Rede von
Josef
Stingl
- Parteizugehörigkeit zum Zeitpunkt der Rede:
(CDU/CSU)
- Letzte offizielle eingetragene Parteizugehörigkeit: (CDU)
Herr Präsident! Meine Damen und Herren! Ich will mich bei meinen Ausführungen auf einige Bemerkungen beschränken, die mit der Großen Anfrage der sozialdemokratischen Fraktion zusammenhängen. Zu den Ausführungen über die Anträge werden andere Kollegen meiner Fraktion Stellung nehmen. Lassen Sie mich am Anfang zu dem, was Kollege Brandt und Kollege Gülich über die Tagung vorige Woche in Berlin gesagt haben, noch eins hinzufügen: Lassen Sie mich Ihnen als einzelnen, meine Kolleginnen und Kollegen, danken, daß Sie bei dem Besuch in Berlin, jeder einzelne, Gelegenheit genommen haben, mit der Bevölkerung in Kontakt zu kommen.
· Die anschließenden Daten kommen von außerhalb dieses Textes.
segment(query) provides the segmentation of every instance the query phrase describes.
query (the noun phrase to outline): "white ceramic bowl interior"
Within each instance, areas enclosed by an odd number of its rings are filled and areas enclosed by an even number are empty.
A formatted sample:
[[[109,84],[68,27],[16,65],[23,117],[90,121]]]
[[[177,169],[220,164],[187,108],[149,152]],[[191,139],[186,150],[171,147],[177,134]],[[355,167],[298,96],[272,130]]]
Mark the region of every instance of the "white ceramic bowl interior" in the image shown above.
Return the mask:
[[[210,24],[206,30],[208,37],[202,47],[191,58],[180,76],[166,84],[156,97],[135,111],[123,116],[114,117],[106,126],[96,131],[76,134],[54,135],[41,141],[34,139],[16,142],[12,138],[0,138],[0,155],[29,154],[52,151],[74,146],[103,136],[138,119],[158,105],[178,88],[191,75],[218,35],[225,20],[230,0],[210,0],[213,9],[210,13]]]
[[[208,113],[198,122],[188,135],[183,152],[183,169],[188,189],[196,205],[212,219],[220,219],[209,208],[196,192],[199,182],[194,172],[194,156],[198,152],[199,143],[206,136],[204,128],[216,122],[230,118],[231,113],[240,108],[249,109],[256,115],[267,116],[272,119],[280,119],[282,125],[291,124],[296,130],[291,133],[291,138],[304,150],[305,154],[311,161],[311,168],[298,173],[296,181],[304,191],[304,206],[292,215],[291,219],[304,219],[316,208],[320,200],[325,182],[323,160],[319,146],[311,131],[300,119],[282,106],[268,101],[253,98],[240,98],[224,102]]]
Ich darf Ihnen mitteilen, daß mir mehrfach aus der Bevölkerung und insbesondere aus dem Sowjetsektor die Versicherung abgegeben worden ist, daß besonders das gute Verhältnis der einzelnen Abgeordneten zu den Berlinern in Gesprächen großen Eindruck gemacht hat. Ich darf das Ihnen, jedem einzelnen, doch noch einmal berichten.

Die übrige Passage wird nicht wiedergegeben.